Habe den Klops im Herzen, und den Kloß im Hals.
Herzlichst die Jenny

 EkkehartMittelberg meinte dazu am 02.12.17:
Merci, Jenny. Die Geschichte mit Silke hat lange nachgewirkt.
Herzliche Grüße
Ekki

 TrekanBelluvitsh (02.12.17)
Ich weiß nicht, was einen erwachsen sein lässt. Aber ganz gleich was es ist, wenn ich so um mich schaue, bin ich mir sicher, dass es die meisten nicht haben, was nicht schlimm wäre, wenn sie das nicht von sich denken würden. Und das ist noch nicht einmal das Schlimmste, was diese "Erwachsenen" von sich halten...

Das ändert aber nichts daran, dass ich diese Erzählungen von dir mag.

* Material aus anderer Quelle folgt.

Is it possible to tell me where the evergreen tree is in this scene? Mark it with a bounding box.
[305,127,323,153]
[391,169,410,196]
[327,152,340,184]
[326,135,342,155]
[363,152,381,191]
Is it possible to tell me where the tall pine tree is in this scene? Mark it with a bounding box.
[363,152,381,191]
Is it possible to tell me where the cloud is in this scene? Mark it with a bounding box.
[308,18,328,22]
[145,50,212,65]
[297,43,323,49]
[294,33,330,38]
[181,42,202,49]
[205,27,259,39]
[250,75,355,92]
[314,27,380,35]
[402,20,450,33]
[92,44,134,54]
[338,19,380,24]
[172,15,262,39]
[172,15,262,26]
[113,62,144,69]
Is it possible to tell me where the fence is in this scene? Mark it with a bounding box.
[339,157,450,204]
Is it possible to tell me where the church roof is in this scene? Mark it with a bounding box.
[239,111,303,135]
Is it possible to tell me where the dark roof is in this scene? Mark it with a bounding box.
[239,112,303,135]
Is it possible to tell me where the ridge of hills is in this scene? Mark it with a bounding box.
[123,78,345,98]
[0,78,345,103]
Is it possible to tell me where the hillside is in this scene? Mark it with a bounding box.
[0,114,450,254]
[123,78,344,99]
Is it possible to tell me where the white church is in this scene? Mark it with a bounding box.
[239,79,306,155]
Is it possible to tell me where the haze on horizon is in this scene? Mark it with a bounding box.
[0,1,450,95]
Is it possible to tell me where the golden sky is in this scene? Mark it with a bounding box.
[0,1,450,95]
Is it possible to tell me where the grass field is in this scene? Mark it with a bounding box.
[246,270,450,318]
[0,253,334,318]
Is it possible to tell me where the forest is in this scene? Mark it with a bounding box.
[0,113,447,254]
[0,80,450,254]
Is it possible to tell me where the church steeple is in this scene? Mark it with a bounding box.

 EkkehartMittelberg antwortete darauf am 02.12.17:
Danke,lieber Trekan, ich weiß, was du meinst. Ich gestehe auch, dass ich mich mit soziologischen Definitionen des Erwachsenseins schwer tue.
Ich freue mich, dass du meine Erzählungen magst.

Antwort geändert am 02.12.2017 um 11:04 Uhr
ZUCKERBROToderPEITSCHE (60)
(02.12.17)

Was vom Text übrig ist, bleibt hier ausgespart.